In my book, running down flights of stairs are just as hard as running up them. My thighs and ass are killing me by the time I reach the ground floor. The fresh air hits me like a wall of ice, shocking the oxygen right out of my lungs. It’s cold. Way colder than it usually is in autumn, but for once the wind is absent, leaving the day still and calm. I’m waiting to cross into the park when my cell phone rings. Damn it. Maybe I was wrong. Maybe Lacey won’t talk unless I’m there. I don’t see why my presence would be so important, though. I mean, she has Zeth. He’s been her be-all and end-all for months now. I’m about to pick up the call and tell Pippa that Lacey will just have to make do with her brother, when I see the number.

It’s an out-of-state number. Not one I recognize. I’m not in the habit of answering calls from strange numbers, but the source of the call this time has me breaking rules. Maybe…just maybe…

“Hello?”

There’s a pause on the other end of the line, and then an entertained and altogether male voice says, “What’s up, Doc?”

A jolt passes through me. A deeply violent and unpleasant one. “What the hell do
you
want?” I demand. I know perfectly well who it is—it’s the man I recently discovered is married to my sister. I’d thought that perhaps it was Alexis calling me to, I don’t know, apologize for everything she’s put me and Mom and Dad through. But no. It’s not her; it’s her motorcycle-riding, tattoo-covered, smug-grinned husband.

“Well, hello to you, too, precious. Raining up there? Weather got you in a shitty mood?”

“The sound of your voice has me in a shitty mood,” I retort. I want to head north through the park, but I can’t. I can’t concentrate on anything but gripping hold of this phone and listening intensely to the asshole on the other end of it. I collapse onto the bench at the entrance to the park and commence in burning holes with my eyeballs into the concrete at my feet. “Is it Lexi? Is she okay?”

“Sure. She’s out now. We’re on our way back to New Mexico.”
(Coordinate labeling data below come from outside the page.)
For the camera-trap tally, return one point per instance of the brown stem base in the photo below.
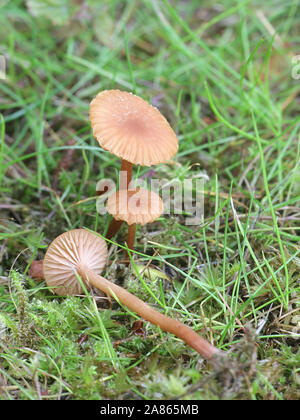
(203, 347)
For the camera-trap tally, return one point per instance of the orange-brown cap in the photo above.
(70, 252)
(131, 128)
(135, 207)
“She’s already out? She needs rest! You can’t have her discharged yet. She should be—”

“You think I want her up and hustling before she’s ready, Doc? I couldn’t chain the girl to the bed. She’s got legs, y’know? She used them. Got up and walked out of there before anyone knew about it. So yeah. Maybe calm your ass down.”

I hate his tone. I hate that I’m even having to listen to him right now. “So why are you calling, then, Rebel?”

“Because you need to come to New Mexico,” he answers. “You need to come make sure she gets better properly.”